Travel advisories imposed by the B.C. government last week will have profound effects on the local economy and Penticton businesses need help more than ever, one of the city’s leading organizations warns.
As wildfires continue to rage across the Okanagan, tourism-driven events like Ironman Canada have been cancelled.
The Penticton Chamber of Commerce is now speaking out and urging locals to fill the financial void that otherwise would have been filled by tourists.
“It isn’t often that we have an opportunity in August, on what would be Ironman weekend of all times, to be a tourist in our own city,” said Nicole Clark, president of the chamber.
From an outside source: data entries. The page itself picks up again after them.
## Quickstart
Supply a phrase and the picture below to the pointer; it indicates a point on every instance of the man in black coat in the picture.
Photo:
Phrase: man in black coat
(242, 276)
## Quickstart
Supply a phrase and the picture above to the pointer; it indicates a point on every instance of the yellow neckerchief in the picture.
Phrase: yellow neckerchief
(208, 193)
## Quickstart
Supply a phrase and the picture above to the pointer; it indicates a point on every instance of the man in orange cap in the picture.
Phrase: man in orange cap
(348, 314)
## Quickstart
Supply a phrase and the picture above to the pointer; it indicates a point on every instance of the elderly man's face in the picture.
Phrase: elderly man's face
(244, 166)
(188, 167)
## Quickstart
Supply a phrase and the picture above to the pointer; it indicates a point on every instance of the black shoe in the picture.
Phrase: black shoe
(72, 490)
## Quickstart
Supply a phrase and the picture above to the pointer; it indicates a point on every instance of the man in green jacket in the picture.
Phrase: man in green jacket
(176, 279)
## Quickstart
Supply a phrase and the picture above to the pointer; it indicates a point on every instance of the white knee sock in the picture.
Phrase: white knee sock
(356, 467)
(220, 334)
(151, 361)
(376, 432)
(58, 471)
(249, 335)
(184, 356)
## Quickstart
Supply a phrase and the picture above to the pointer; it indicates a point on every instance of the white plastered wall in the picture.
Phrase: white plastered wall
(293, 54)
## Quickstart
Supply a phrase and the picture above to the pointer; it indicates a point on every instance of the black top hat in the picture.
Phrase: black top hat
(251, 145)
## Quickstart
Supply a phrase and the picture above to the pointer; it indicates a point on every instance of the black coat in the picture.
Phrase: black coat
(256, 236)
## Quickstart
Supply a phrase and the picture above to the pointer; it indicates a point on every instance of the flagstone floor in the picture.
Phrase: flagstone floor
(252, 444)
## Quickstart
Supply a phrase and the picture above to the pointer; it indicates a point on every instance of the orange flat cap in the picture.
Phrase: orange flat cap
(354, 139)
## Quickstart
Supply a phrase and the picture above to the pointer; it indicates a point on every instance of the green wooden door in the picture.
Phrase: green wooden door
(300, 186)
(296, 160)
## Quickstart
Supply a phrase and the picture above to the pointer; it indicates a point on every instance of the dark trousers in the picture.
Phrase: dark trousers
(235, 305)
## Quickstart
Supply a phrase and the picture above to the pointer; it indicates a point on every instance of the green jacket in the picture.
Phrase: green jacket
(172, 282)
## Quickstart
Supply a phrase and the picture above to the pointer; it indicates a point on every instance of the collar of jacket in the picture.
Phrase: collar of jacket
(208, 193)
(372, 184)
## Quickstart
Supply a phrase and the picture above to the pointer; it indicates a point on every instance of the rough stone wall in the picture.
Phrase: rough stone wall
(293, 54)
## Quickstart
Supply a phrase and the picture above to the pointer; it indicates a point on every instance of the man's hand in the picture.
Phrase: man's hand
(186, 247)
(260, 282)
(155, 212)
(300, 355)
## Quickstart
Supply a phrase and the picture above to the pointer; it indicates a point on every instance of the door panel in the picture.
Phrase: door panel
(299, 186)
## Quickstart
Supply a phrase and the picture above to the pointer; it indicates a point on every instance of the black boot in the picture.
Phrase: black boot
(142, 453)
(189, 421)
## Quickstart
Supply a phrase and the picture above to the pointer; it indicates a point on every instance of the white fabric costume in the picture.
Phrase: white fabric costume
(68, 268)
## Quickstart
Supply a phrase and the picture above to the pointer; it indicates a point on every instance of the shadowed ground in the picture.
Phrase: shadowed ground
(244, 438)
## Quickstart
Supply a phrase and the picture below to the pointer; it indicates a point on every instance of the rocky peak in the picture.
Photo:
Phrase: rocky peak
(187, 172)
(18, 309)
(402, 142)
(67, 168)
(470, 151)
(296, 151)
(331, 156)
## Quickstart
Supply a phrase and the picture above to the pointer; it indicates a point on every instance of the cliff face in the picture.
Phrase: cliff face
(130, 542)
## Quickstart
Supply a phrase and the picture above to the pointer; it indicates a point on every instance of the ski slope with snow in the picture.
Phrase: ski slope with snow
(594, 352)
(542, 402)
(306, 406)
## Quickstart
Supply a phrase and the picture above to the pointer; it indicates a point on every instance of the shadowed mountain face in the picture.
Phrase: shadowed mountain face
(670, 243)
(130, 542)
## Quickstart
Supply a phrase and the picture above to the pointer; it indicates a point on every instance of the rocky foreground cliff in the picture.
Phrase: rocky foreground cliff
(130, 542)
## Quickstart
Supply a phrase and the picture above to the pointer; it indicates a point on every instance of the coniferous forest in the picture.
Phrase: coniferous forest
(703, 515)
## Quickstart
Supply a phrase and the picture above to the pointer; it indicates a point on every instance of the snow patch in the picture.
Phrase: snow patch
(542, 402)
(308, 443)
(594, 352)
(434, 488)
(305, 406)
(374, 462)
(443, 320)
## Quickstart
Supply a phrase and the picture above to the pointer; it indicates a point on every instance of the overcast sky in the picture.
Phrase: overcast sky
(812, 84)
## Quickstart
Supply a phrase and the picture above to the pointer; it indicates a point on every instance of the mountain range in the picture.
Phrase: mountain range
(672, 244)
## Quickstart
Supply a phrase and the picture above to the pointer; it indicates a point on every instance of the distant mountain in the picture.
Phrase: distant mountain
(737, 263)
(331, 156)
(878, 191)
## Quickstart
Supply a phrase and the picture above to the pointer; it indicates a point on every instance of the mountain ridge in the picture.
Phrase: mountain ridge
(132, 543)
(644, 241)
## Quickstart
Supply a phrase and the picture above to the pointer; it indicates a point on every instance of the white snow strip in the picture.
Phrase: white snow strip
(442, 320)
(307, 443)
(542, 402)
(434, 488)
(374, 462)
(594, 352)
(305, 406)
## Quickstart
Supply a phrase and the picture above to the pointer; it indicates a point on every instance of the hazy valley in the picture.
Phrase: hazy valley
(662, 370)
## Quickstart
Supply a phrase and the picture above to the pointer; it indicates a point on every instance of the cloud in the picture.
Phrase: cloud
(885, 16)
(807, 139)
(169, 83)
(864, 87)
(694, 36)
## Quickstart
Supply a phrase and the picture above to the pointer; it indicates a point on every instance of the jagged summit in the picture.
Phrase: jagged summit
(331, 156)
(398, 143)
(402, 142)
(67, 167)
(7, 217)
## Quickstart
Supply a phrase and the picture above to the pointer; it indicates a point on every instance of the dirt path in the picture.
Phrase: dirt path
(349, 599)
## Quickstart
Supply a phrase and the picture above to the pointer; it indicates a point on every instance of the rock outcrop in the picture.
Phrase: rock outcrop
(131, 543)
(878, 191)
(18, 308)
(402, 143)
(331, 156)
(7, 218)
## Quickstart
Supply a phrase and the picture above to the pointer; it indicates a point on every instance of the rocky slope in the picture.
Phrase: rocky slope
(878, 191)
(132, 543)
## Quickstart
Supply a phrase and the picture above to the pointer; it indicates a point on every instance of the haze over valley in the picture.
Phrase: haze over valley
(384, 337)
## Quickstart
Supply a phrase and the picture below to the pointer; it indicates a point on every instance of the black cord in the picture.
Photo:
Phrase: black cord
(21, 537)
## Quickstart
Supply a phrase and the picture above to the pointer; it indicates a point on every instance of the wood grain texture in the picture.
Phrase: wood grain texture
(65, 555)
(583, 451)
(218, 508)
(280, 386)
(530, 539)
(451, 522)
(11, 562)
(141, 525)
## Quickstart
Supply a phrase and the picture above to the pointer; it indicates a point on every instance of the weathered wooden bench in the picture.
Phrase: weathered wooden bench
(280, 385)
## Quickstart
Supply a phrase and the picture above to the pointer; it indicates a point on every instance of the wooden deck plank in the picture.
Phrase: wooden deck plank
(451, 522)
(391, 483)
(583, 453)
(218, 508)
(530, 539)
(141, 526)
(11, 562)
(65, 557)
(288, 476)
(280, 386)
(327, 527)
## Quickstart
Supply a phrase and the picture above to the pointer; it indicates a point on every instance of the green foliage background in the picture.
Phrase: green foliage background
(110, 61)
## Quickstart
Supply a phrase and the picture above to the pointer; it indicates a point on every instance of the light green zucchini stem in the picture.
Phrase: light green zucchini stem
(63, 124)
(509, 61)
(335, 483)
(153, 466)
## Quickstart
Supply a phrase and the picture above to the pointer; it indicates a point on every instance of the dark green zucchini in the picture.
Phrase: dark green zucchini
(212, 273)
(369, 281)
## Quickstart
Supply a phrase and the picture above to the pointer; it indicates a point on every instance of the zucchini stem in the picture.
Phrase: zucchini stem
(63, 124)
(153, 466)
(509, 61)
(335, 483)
“And while we know that we can’t replace all of the traffic the last two weeks in August brings to Penticton, this is the time to show our restaurants, our wineries, and all those recreation, adventure, and retail outlets that we value and support them.”
Amid a slew of new wildfires and unprecedented damage, B.C. Premier David Eby declared a provincial state of emergency on Friday, Aug. 19. He asked British Columbians to avoid non-essential travel to a number of communities, including Penticton.
With that, as well as the heavy smoke that continued to blanket the air, this year’s edition of Ironman Canada was given the red light.
The event typically welcomes thousands of triathletes and was set for Aug. 27.
“A signature event like Ironman is something that we bank on because it provides our tourists and hospitality-based businesses with that financial injection they need to help pay their fixed costs during the offseason,” said Michael Magnusson, the chamber’s executive director.
The chamber says hotels were quick to inform and vacate guests when non-essential travel advisories were imposed.
But it also claims that upon the cancellation of hundreds of accommodations in the “expectation that droves of evacuees would soon be arriving,” rooms continued to sit empty.
“Instituting a travel ban that resulted in Ironman’s cancellation and curtailed other visitors coming into our city, especially when we see how very little the actual need was for these rooms, is both confusing and disheartening, to say the least,” Magnusson added.
In conjunction with the Thompson Okanagan Tourism Association and the B.C. Hotel Association, the chamber says it will continue to advocate to receive the financial support that is necessary to offset the losses.
“The chamber wishes to extend its gratitude to all of the structural and wildland firefighters who are working to protect homes and critical infrastructure, and our hearts go out to everyone impacted by the wildfires both to the north and south of us,” a press release reads.
There are 370 active wildfires burning across the province, as of Aug. 24.
BC Wildfire Service says the two blazes near Keremeos and Twin Lakes, respectively, remain out of control.
A total of 270 properties within the Regional District of Okanagan-Similkameen remain on evacuation order.